The ASPX pages are a little more complicated when or why I would choose them. My day job is working for a financial institution and sometimes our financial backend needs to request data from the intranet or other applications I've written; web-services would be an excellent shoe-in in these instances but the programmers working on that end don't really understand how all that works -- they can post out to a web-page and then wait for data to come back in a "special" way. So I accomodate them; my ASPX pages are for the sole purpose of accepting information from the financial package and then posting it back out so the financial software can accept and parse my data.
Another example of using an ASPX page is a company calendar I wrote which shows all the different events and allows employees to sign up for events. The signup isn't merely clicking it... sometimes they need to fill out additional information, choose a timeslot, etc; it would be a "heavy" process to load that all into a hidden panel and then show it when necessary so I opt to "popup" the information in a dialog and load it on a separate ASPX page. Again what it comes down to is that I don't want all the extra DNN lifecycle loading with it... I only want the bare minimum to keep the page light and load fast.
You ask if DNN itself is limited in any way and in my experience I'd have to say no. I have never found a task that I couldn't accomplish with it. I've built a lot of HUGE custom modules for internal consumption at my day job; our intranet runs DNN and I have built that thing up to the point where our employees use it extensively. Our custom user directory alone gets 15k hits per week.
Lastly, you wonder if you should package the ASPX up with a module and place a link. That is what I have done, I find it easier to package it that way so I know where the file is.

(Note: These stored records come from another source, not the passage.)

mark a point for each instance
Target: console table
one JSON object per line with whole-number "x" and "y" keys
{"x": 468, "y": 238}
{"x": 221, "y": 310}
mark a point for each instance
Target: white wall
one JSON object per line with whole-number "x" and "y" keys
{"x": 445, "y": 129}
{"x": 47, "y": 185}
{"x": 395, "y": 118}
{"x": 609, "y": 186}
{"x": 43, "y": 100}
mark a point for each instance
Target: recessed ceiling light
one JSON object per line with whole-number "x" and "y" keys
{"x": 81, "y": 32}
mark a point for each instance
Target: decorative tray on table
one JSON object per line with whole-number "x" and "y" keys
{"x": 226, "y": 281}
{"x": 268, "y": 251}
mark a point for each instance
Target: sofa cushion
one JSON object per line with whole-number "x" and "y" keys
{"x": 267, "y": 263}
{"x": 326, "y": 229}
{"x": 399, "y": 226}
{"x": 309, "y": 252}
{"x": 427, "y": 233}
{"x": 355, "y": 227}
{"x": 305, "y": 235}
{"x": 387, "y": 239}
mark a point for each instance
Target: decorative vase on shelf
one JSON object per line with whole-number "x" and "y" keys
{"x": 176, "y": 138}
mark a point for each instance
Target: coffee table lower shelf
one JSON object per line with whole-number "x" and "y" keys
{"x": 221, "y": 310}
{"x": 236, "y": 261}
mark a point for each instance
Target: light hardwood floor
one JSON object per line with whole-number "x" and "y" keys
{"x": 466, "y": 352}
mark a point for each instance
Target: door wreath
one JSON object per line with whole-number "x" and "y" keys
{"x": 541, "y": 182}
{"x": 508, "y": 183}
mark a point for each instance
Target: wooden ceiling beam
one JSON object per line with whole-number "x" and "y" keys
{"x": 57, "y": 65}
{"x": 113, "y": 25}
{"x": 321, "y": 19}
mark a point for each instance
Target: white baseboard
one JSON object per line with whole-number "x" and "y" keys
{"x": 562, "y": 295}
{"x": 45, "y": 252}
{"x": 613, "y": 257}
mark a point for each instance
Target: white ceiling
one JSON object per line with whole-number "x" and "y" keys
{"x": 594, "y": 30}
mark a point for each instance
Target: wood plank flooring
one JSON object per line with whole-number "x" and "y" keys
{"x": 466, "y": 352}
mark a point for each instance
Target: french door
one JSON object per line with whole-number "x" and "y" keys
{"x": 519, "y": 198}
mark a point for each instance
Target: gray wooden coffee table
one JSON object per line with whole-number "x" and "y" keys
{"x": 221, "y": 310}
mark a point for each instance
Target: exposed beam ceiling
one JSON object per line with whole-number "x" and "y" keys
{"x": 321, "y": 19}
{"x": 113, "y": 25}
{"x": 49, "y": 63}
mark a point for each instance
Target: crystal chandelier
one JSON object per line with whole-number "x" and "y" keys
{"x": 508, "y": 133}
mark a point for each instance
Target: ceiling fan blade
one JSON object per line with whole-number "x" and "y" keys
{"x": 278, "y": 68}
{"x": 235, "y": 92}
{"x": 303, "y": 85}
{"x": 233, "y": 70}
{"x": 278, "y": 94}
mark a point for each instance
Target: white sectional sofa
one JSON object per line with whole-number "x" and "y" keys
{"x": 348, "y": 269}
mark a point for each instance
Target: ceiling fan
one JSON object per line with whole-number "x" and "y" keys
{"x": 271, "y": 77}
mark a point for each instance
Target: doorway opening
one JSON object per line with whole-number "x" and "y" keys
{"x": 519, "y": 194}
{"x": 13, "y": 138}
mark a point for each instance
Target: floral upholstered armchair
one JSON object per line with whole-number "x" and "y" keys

You could just as easily drop it into the root of your DNN folder and then drop your DLL into the bin (or if it is VB.NET you can simply allow it to dynamically compile with the app upon request; you can likewise drop it into another folder if a C# file and then tell the web.config that said folder contains C# code). I prefer to precompile all my code, keeps it fast and ensures I catch all compile-time errors before somebody else does.
Skins; you can reuse a skin on your ASPX page by inheriting from DotNetNuke.Framework.PageBase... I can't remember the rest of the steps, but by inheriting your ASPX page from that class you gain access to the DNN framework. The problem here is that the second you do this you'll have to dynamically add your controls to the appropriate panes instead of just having them simply inside your ASPX page normally. I'd probably convert my skin to a master page if you had a ton of ASPX pages you wanted to handle this way but I hope from above you see that the ASPX page should only be used in pretty special circumstances.
Hope that was informative and helps set you up. Let me know if I can help out more in the future.